Alchemy is out there
I don't know much about this yet, but I do know if I try anything with it I will experiment with Mork Borg first. It looks really neat, and it does interesting things making the UI add to immersion with fonts and style. However, in messing around with the free Mork Borg it was a bit unclear to me exactly how a game would shake out of the approach Alchemy is using, which is a bit concerning.

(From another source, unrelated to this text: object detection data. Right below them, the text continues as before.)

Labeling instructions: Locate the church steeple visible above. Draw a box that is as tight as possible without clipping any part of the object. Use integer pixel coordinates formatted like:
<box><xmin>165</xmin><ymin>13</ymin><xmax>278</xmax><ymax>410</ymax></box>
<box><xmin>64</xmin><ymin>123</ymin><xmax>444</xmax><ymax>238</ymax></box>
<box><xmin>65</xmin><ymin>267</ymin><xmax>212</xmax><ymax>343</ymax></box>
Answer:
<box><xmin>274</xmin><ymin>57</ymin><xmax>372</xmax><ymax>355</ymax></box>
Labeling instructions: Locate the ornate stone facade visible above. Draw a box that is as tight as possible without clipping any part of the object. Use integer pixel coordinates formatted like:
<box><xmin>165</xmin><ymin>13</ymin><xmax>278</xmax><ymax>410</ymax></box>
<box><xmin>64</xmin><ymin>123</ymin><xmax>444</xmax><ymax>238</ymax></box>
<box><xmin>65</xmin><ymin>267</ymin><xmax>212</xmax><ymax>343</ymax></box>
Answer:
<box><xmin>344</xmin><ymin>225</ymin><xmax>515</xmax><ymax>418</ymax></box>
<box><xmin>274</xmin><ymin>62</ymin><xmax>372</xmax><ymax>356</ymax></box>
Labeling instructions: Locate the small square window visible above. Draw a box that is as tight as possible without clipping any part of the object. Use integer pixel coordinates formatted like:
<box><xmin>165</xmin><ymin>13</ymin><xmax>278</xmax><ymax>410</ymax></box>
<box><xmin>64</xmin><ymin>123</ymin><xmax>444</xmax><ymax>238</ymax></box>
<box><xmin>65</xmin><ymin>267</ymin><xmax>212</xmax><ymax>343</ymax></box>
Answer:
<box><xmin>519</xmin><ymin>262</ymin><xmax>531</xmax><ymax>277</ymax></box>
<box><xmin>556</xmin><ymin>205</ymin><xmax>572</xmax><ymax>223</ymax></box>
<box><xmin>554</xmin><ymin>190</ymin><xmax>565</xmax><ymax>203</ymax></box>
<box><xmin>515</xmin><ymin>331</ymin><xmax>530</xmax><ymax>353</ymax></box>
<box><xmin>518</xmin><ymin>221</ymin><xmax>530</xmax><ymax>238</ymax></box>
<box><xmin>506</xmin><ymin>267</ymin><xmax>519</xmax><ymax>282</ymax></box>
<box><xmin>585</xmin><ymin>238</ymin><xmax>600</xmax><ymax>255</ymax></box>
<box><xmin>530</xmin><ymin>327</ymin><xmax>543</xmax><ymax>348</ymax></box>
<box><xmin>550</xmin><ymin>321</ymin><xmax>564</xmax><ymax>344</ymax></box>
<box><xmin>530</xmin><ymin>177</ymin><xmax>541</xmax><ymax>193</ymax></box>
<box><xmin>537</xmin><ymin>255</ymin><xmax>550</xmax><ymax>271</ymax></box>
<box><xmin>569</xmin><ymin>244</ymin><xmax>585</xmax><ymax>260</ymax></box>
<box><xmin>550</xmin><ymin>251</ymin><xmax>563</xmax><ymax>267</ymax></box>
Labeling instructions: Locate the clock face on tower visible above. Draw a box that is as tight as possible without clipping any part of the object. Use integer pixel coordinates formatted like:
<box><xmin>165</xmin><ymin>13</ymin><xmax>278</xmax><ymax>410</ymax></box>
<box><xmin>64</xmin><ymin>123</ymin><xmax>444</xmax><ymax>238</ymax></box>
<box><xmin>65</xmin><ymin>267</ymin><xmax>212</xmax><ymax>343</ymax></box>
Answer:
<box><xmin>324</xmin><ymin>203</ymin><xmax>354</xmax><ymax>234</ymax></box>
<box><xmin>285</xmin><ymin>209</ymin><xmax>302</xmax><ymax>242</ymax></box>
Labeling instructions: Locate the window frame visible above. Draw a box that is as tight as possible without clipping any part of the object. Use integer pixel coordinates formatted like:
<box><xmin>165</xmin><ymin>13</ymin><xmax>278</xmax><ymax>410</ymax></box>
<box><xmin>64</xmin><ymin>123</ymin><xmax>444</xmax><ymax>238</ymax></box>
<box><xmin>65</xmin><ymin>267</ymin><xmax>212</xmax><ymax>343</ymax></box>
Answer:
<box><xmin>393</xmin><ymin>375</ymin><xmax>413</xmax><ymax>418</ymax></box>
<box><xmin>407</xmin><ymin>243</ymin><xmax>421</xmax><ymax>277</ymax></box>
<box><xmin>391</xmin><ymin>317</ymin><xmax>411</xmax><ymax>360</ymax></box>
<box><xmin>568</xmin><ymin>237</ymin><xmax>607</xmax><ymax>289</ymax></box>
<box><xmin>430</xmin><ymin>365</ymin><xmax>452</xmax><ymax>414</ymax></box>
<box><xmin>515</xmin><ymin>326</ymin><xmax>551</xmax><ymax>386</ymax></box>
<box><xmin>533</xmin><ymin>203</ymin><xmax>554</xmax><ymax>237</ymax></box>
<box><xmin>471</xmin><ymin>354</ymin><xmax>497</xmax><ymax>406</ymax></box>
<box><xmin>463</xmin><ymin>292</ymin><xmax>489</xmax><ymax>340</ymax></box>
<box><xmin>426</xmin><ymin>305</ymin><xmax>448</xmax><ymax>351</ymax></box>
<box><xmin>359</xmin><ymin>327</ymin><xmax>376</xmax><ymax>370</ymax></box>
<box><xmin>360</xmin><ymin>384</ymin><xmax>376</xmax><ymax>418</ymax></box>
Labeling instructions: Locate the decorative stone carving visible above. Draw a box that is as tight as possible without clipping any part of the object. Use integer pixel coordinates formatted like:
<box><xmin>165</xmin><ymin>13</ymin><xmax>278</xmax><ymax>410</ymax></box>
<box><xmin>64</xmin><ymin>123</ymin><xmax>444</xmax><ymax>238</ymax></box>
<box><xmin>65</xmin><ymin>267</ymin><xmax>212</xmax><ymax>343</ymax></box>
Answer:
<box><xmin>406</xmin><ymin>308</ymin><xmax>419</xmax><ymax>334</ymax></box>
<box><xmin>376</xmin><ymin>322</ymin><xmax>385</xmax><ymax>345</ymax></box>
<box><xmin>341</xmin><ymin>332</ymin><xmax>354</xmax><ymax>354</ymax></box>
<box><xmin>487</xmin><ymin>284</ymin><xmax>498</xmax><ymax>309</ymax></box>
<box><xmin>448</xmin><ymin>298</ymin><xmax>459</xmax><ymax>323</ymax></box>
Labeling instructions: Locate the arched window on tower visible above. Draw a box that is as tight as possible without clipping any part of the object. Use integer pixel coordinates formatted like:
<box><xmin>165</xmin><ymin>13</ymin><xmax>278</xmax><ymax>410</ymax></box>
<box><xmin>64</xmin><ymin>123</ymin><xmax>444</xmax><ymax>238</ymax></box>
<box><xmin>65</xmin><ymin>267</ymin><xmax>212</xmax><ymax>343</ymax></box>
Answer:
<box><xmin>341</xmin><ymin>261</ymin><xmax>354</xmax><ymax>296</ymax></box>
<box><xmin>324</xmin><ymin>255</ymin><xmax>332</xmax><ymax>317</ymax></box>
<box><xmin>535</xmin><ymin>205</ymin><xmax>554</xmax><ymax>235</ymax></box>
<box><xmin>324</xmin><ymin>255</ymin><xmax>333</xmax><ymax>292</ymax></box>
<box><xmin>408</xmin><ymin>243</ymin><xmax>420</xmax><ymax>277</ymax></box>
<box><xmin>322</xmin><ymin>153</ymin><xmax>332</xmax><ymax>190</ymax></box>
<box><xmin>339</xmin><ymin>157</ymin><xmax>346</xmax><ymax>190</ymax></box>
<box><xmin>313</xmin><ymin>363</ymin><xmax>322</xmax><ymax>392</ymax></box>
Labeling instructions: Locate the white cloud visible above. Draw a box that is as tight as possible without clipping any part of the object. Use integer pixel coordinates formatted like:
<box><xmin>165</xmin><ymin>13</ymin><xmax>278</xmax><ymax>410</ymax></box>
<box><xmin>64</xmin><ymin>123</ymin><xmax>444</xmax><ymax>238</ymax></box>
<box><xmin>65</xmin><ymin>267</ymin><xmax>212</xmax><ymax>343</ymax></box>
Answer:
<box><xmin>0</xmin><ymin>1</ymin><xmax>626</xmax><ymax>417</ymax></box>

Shard Tabletop dominates 5E based gaming
I haven't run a game there yet, but I've spent close to a year as a player in a 5E game using Kobold Press books in Shard Tabletop, and I am seriously impressed with how it handles the experience. It has a couple minor issues (such as no easy way to see your PC sheet in one viewing) but that is made up for by convenient tabs to go where you need to quickly. The player experience is great, but I haven't yet committed to running anything so can't speak on that side of things....yet. I predict that Kobold Press will make this the gaming VTT for Tales of the Valiant, and if so then I will give it a fair shot once that game is out. Meanwhile, the only downside to Shard is that while it can import stuff for use from standard D&D 5E, its a bit opaque to me as to how its done, at least partially because I don't do D&D Beyond, I guess?

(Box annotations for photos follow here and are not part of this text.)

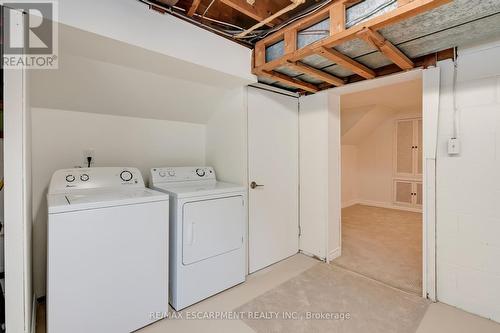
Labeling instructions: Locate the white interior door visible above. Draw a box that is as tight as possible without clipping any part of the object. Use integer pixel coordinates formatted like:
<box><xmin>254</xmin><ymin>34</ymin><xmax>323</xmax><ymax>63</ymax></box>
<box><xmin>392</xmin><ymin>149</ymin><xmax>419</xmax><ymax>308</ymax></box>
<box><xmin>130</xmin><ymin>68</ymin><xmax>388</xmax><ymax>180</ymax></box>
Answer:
<box><xmin>248</xmin><ymin>88</ymin><xmax>299</xmax><ymax>273</ymax></box>
<box><xmin>2</xmin><ymin>7</ymin><xmax>32</xmax><ymax>333</ymax></box>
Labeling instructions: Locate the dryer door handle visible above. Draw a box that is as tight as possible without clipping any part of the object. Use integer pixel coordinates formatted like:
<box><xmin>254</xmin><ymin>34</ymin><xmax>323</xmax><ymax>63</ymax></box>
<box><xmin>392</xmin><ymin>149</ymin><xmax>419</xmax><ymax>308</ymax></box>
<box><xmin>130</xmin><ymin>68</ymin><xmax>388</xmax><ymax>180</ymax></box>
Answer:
<box><xmin>186</xmin><ymin>222</ymin><xmax>196</xmax><ymax>245</ymax></box>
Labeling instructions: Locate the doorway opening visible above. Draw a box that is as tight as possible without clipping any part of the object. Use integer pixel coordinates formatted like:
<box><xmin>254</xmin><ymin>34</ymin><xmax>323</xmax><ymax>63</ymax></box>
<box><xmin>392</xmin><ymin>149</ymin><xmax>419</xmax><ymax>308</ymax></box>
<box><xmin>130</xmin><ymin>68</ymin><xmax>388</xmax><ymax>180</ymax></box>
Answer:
<box><xmin>332</xmin><ymin>79</ymin><xmax>423</xmax><ymax>295</ymax></box>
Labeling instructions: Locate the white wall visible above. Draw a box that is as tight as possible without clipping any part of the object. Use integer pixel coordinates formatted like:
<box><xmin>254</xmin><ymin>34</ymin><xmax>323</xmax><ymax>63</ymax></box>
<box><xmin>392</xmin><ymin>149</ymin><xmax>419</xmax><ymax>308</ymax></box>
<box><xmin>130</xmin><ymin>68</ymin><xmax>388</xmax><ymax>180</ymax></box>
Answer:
<box><xmin>32</xmin><ymin>108</ymin><xmax>206</xmax><ymax>296</ymax></box>
<box><xmin>3</xmin><ymin>28</ymin><xmax>33</xmax><ymax>333</ymax></box>
<box><xmin>436</xmin><ymin>41</ymin><xmax>500</xmax><ymax>321</ymax></box>
<box><xmin>206</xmin><ymin>88</ymin><xmax>247</xmax><ymax>186</ymax></box>
<box><xmin>341</xmin><ymin>145</ymin><xmax>359</xmax><ymax>208</ymax></box>
<box><xmin>0</xmin><ymin>139</ymin><xmax>5</xmax><ymax>272</ymax></box>
<box><xmin>58</xmin><ymin>0</ymin><xmax>256</xmax><ymax>81</ymax></box>
<box><xmin>327</xmin><ymin>92</ymin><xmax>342</xmax><ymax>260</ymax></box>
<box><xmin>299</xmin><ymin>92</ymin><xmax>329</xmax><ymax>258</ymax></box>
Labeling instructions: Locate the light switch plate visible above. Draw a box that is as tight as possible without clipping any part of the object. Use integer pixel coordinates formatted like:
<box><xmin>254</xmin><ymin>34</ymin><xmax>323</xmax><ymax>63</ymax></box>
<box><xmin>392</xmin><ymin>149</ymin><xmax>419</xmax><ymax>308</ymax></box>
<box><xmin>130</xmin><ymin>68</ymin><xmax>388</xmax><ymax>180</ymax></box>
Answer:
<box><xmin>448</xmin><ymin>138</ymin><xmax>460</xmax><ymax>155</ymax></box>
<box><xmin>83</xmin><ymin>148</ymin><xmax>95</xmax><ymax>168</ymax></box>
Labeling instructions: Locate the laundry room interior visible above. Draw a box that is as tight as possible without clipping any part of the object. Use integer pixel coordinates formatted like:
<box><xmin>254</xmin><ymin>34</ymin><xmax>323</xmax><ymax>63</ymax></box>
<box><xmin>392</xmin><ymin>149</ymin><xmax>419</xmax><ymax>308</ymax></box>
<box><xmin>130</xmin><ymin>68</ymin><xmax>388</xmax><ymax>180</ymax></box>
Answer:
<box><xmin>30</xmin><ymin>25</ymin><xmax>250</xmax><ymax>294</ymax></box>
<box><xmin>0</xmin><ymin>0</ymin><xmax>500</xmax><ymax>333</ymax></box>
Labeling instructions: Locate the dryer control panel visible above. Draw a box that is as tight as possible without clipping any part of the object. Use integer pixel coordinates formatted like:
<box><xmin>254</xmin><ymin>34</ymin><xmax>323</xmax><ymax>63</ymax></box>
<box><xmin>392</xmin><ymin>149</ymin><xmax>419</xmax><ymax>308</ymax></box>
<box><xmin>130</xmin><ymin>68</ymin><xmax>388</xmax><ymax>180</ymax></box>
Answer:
<box><xmin>49</xmin><ymin>167</ymin><xmax>144</xmax><ymax>194</ymax></box>
<box><xmin>151</xmin><ymin>167</ymin><xmax>216</xmax><ymax>184</ymax></box>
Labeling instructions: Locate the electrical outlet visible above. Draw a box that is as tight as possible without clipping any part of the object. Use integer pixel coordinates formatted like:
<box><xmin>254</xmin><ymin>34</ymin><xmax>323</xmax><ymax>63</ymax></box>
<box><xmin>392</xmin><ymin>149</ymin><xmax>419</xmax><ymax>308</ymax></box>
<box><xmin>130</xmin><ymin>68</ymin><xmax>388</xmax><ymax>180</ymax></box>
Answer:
<box><xmin>448</xmin><ymin>138</ymin><xmax>460</xmax><ymax>155</ymax></box>
<box><xmin>83</xmin><ymin>148</ymin><xmax>95</xmax><ymax>168</ymax></box>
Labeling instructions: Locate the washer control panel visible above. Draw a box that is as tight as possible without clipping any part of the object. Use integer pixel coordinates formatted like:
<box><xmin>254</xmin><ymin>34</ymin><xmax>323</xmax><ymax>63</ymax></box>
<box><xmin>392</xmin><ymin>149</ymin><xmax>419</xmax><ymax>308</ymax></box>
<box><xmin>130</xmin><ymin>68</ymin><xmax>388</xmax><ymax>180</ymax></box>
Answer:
<box><xmin>151</xmin><ymin>167</ymin><xmax>216</xmax><ymax>184</ymax></box>
<box><xmin>49</xmin><ymin>168</ymin><xmax>144</xmax><ymax>194</ymax></box>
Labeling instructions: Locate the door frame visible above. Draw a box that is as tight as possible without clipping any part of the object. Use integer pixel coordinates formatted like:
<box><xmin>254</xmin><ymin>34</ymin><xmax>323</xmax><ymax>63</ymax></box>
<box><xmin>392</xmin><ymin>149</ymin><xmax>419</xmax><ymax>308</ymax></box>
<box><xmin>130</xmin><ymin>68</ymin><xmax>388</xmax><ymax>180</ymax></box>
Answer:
<box><xmin>4</xmin><ymin>4</ymin><xmax>35</xmax><ymax>333</ymax></box>
<box><xmin>245</xmin><ymin>83</ymin><xmax>300</xmax><ymax>275</ymax></box>
<box><xmin>326</xmin><ymin>67</ymin><xmax>440</xmax><ymax>301</ymax></box>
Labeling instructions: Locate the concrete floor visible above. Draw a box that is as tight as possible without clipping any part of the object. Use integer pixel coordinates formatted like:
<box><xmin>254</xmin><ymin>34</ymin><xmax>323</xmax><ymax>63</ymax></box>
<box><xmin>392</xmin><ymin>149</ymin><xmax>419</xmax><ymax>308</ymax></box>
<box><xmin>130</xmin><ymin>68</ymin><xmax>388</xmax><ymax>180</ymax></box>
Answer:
<box><xmin>333</xmin><ymin>205</ymin><xmax>422</xmax><ymax>295</ymax></box>
<box><xmin>37</xmin><ymin>254</ymin><xmax>500</xmax><ymax>333</ymax></box>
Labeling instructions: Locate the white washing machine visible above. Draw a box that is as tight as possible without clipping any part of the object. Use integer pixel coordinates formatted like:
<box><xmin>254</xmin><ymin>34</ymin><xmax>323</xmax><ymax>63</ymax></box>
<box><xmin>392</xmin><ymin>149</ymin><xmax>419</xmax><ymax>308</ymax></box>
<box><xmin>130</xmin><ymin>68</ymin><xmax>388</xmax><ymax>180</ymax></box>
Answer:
<box><xmin>150</xmin><ymin>167</ymin><xmax>247</xmax><ymax>311</ymax></box>
<box><xmin>47</xmin><ymin>168</ymin><xmax>169</xmax><ymax>333</ymax></box>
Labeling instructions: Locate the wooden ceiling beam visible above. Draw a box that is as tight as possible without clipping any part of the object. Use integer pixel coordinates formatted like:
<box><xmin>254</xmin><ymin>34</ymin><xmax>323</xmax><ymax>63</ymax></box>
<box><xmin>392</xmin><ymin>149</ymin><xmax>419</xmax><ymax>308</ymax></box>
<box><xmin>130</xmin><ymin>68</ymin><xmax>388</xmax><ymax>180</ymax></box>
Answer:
<box><xmin>288</xmin><ymin>62</ymin><xmax>345</xmax><ymax>87</ymax></box>
<box><xmin>259</xmin><ymin>71</ymin><xmax>319</xmax><ymax>93</ymax></box>
<box><xmin>188</xmin><ymin>0</ymin><xmax>201</xmax><ymax>17</ymax></box>
<box><xmin>220</xmin><ymin>0</ymin><xmax>283</xmax><ymax>27</ymax></box>
<box><xmin>318</xmin><ymin>47</ymin><xmax>376</xmax><ymax>79</ymax></box>
<box><xmin>254</xmin><ymin>0</ymin><xmax>452</xmax><ymax>72</ymax></box>
<box><xmin>358</xmin><ymin>28</ymin><xmax>415</xmax><ymax>70</ymax></box>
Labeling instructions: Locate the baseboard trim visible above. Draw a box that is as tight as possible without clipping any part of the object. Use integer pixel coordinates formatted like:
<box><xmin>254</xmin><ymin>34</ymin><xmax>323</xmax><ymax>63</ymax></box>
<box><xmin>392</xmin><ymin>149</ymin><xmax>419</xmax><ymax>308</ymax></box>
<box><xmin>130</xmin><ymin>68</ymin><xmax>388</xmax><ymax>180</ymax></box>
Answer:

Foundry is still out there
I really want to figure Foundry out, but I also really wish Foundry didn't require me to have to "figure it out," and I don't know what to do about that. I've managed to create a campaign on it and populate some zones, but it has weird scaling issues and I then can't really figure out where to go from there....it feels to me like Foundry is a good choice for gamers who are also more technically minded and maybe come from pursuits and careers that lend to the kind of approach this platform demands, such as programming or engineering or something; but I just want something that "works" and I can't quite figure out how to do that with Foundry (or can't find the time investment I need to go through loads of arcane tutorials that may already be out of date, take your pick).
So yeah....for now, for me at least, Roll20 is still top dog. But I am keen on trying Shard Tabletop down the road when it hopefully gets full Tales of the Valiant support. We'll see! And I am very interested in trying to figure out how Alchemy is supposed to work. I keep popping back in to Foundry, too. Maybe one day it will surprise me with an overall improvement on the user experience.